Beech would later settle in Ocean City Beach and begin practicing law. Known as “Lawyer Beech” to many in the community, he became a role model to Wade Chestnut III, who lost his father at 16.
In addition to being a founding member of Ocean City, Wade Chestnut II ran the community fishing pier, which was a 700-foot lighted structure built in 1958, and was the only one on the South Atlantic Coast dedicated exclusively for African-American patronage. He died in 1961.
Beech convinced the younger Chestnut to go to college, first to North Carolina Central University, then to integrate the undergraduate business program at UNC-Chapel Hill. In 1966, Chestnut III became the first African-American to earn an undergraduate degree from the program.
“That’s just an example of the types of people who were here to begin with,” Torrey said. “That goes with the mindset of being forward-thinking and accomplishing some forward movement of the community and African-Americans.”

For those achievements, Ocean City was honored with a marker on North Carolina’s Civil Rights Trail last year during the jazz festival.
This year the festival is celebrating 14 years in the community.
It started in 2009, as a way for Ocean City to commemorate the community’s 60th anniversary. The council invited jazz saxophonist Ray Codrington to perform on the steps of the community center.
Since its founding, dozens of artists have flocked to Ocean City every July Fourth weekend to perform. The festival has grown to bring in an estimated 500 to 600 visitors per day from across the states, according to Torrey, and welcomes local and world-renowned jazz artists.
Scheduled performances for 2023’s event include saxophonist Kim Waters, pianist Cyrus Chestnut, violinist Karen Briggs and the John Brown Quintet.

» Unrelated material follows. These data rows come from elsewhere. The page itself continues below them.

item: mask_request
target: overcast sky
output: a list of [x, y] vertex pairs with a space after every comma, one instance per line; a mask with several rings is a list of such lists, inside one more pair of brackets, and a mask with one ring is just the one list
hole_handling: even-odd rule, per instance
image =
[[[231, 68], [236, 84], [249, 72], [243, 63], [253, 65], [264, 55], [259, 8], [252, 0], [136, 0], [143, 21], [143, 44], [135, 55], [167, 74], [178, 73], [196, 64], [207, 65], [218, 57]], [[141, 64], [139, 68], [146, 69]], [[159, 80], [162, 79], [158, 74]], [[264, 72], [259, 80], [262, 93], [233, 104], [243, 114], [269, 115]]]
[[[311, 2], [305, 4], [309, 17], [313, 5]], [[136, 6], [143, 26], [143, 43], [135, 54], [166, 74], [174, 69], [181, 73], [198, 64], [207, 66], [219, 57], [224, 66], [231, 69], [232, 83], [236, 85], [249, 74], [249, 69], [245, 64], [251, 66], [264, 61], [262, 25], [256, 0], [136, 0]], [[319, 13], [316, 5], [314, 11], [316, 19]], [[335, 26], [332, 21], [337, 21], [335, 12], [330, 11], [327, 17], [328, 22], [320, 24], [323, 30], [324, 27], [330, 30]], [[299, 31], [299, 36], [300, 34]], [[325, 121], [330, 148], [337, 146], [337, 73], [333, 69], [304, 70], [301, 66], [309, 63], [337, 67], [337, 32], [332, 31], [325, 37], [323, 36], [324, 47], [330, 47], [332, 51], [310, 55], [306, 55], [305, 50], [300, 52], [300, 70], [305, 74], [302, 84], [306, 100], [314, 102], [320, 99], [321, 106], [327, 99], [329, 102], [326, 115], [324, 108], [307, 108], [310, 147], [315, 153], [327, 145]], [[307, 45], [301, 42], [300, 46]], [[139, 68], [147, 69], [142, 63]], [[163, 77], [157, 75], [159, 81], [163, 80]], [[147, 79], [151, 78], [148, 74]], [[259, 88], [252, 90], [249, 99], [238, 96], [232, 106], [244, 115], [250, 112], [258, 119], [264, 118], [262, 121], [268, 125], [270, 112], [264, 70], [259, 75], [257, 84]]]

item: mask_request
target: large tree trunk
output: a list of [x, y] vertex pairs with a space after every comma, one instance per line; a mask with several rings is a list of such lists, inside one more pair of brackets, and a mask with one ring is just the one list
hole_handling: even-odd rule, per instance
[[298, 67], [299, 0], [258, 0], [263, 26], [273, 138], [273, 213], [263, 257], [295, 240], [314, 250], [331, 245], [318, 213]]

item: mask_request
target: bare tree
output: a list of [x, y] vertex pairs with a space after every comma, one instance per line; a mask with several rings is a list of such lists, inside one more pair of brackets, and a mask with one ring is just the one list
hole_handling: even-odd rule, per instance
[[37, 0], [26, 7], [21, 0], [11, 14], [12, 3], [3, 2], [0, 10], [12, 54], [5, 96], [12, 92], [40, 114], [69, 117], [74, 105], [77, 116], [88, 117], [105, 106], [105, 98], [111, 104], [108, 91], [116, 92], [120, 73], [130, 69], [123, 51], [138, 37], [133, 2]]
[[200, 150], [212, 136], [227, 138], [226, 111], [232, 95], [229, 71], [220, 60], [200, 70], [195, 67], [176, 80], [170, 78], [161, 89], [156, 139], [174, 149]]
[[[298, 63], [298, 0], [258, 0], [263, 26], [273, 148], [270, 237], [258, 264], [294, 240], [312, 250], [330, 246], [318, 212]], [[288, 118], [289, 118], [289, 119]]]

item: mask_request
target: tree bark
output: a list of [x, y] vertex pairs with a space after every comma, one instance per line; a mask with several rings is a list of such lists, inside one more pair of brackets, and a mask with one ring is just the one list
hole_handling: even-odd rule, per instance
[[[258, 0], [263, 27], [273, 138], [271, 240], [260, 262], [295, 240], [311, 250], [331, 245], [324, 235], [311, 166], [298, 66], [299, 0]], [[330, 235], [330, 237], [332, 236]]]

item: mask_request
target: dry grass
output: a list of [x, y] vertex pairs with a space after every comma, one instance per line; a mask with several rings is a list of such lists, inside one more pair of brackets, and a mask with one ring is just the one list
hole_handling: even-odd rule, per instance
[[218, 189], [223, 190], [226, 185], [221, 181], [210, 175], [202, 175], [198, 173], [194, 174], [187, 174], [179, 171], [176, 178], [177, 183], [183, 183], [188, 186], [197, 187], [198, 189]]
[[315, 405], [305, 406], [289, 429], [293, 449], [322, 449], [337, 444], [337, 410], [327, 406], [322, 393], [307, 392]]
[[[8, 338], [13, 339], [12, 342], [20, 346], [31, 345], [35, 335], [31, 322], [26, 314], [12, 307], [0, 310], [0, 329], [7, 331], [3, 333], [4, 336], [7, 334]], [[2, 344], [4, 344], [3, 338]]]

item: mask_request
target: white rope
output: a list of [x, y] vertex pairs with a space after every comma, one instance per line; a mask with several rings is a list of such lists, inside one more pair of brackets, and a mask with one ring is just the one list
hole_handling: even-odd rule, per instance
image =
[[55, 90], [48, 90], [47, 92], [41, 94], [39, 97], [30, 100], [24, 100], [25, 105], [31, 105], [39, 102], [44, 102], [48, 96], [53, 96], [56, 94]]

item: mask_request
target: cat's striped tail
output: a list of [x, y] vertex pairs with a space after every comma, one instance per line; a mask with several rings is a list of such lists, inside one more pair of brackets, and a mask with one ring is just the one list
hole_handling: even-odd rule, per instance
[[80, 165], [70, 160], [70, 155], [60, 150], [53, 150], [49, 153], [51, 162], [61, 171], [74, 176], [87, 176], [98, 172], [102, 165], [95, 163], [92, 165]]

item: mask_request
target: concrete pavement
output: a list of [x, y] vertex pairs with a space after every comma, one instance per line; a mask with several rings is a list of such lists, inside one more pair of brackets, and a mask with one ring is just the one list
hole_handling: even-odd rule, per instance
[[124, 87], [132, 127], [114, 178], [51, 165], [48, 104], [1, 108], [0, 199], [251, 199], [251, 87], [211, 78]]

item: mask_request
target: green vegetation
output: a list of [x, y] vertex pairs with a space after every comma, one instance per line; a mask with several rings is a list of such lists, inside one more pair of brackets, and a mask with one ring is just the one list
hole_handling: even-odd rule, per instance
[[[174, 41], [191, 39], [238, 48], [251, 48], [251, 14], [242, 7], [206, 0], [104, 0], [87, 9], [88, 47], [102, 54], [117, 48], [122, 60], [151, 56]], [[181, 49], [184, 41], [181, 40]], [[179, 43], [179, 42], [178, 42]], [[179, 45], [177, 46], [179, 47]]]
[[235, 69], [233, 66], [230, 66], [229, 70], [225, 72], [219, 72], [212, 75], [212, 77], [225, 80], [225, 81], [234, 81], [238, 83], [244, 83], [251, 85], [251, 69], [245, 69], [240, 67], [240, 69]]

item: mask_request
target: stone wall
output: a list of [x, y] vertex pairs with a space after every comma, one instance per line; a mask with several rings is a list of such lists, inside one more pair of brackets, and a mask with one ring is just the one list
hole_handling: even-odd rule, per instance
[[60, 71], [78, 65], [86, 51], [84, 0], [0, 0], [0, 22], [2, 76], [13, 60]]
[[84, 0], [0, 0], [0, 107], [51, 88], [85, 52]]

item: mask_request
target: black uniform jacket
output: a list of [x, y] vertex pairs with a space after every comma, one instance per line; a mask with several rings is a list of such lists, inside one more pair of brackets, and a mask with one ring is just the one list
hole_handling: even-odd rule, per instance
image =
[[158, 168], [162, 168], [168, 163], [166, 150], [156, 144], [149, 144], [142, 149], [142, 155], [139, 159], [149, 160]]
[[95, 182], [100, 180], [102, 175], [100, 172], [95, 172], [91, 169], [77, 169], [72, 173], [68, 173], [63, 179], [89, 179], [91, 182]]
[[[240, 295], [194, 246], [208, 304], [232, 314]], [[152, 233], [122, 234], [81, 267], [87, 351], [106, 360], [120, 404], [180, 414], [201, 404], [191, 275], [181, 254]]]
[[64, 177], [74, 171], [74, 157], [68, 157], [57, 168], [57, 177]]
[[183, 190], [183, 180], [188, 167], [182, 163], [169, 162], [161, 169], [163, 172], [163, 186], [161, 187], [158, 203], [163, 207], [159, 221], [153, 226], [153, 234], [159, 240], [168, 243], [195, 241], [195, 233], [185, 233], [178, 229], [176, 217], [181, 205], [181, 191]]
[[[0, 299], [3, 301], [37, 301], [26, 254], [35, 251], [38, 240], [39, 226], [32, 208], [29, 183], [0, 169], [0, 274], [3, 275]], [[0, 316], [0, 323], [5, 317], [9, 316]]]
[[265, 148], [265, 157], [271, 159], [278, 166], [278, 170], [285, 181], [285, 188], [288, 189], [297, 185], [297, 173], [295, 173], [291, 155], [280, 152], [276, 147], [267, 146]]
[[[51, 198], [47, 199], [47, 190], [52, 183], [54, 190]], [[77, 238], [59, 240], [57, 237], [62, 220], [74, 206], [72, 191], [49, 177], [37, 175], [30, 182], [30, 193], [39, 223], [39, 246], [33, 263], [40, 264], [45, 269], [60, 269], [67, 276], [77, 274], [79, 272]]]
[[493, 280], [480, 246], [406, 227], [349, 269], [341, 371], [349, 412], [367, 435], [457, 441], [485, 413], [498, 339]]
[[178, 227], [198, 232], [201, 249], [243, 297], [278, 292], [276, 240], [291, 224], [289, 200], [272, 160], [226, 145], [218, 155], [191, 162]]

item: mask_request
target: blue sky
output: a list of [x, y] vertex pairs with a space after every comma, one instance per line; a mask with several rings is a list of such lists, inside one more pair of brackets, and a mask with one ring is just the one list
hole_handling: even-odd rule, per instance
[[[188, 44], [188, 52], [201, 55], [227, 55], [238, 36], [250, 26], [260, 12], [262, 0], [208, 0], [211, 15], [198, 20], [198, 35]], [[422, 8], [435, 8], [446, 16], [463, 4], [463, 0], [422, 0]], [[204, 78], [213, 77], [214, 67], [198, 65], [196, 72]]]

Briggs toured with Yanni for more than a decade and has made appearances with artists like Diana Ross.
The festival’s motto is “jazz with a higher purpose,” Chestnut said.
“Back in the old days, the common thing that brought everyone together was fishing. People were out on the pier catching a lot of fish,” Chestnut said. “Today, it’s a transformation to music. It’s a wide range of people of all walks of life coming together.”
In jazz standards, fourths and fifth chords aren’t only diminished, they can also be augmented. The people of Ocean City Beach hope time, awareness and a little good music do their parts to do the same.
The community has started a GoFundMe page to raise money to retain a real estate attorney, secure improved signage, create draining systems for flooding, and upgrade recreational areas for events, including the jazz festival.
“The whole purpose of the jazz festival is to highlight the history and make people aware of this community,” Chestnut said. “Certainly, it’s not going to be what it was in 1949, but people need to be aware of its history, know about it and honor its legacy.”
Tickets are on sale now for the festival, which takes place June 30 through July 2.